Court agrees with League of Women Voters and Department of Justice
Voter Photo ID is discriminatory
(August 30, 2012) Today, a U.S. Federal District Court has agreed with the League of Women Voters and the U.S. Department of Justice (DOJ) that the Texas voter photo identification law violates Section 5 of the Voting Rights Act, in that the law does have a discriminatory effect. The federal three-judge panel rejected the state of Texas’ arguments seeking to overturn a Department of Justice decision to deny pre-clearance of Texas’ photo voter ID law. The League of Women Voters of Texas (LWVTX) joined the lawsuit in support of the DOJ decision.

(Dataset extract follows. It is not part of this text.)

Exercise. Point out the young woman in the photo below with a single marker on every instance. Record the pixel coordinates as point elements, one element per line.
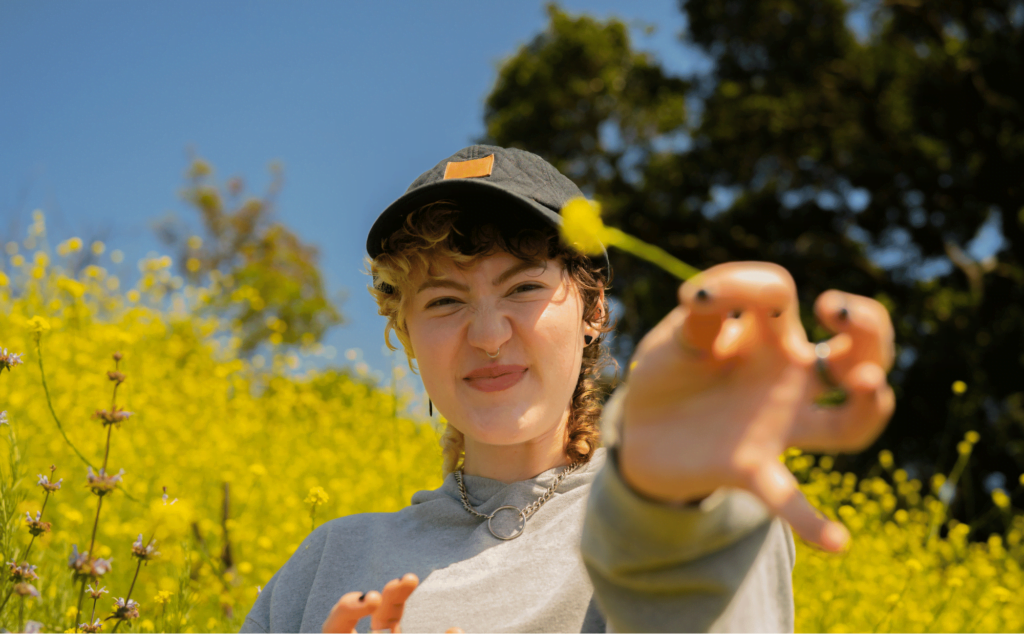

“The importance of this case cannot be overstated: It is a landmark decision for voting rights in America,” said Elisabeth MacNamara, President of the League of Women Voters of the U.S. (LWVUS). The League in Texas and other states around the country will continue to fight against these restrictive voting laws. This decision helps us ensure America’s elections treat all citizens equally, and are free, fair and accessible.”
“We are thrilled with today’s decision. The court has upheld our most basic and fundamental right by siding with common sense and this decision will help ensure that the world’s leading democracy provides for equality at the voting booth,” stated Linda Krefting, President of the League of Women Voters of Texas.

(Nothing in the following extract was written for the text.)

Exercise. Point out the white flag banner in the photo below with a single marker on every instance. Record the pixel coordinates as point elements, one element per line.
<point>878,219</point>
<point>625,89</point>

This marks another voting rights victory for the League and its partners in recent months. The groups have been successful in helping to block implementation of voter suppression laws in numerous states nationwide.
“Time and again these laws have been found to be illegal. These new restrictive voting laws should not be enacted in any state. We cannot allow politicians to manipulate election laws for their own personal gain. It is time for us to move beyond the rhetoric and work to pass new laws that will ensure that everyone who is eligible to vote can vote and will have their vote counted without any barriers. Nothing less than protecting America’s great democracy is at stake,” concluded MacNamara.
It is widely anticipated that today’s decision will be appealed to the U.S. Supreme Court.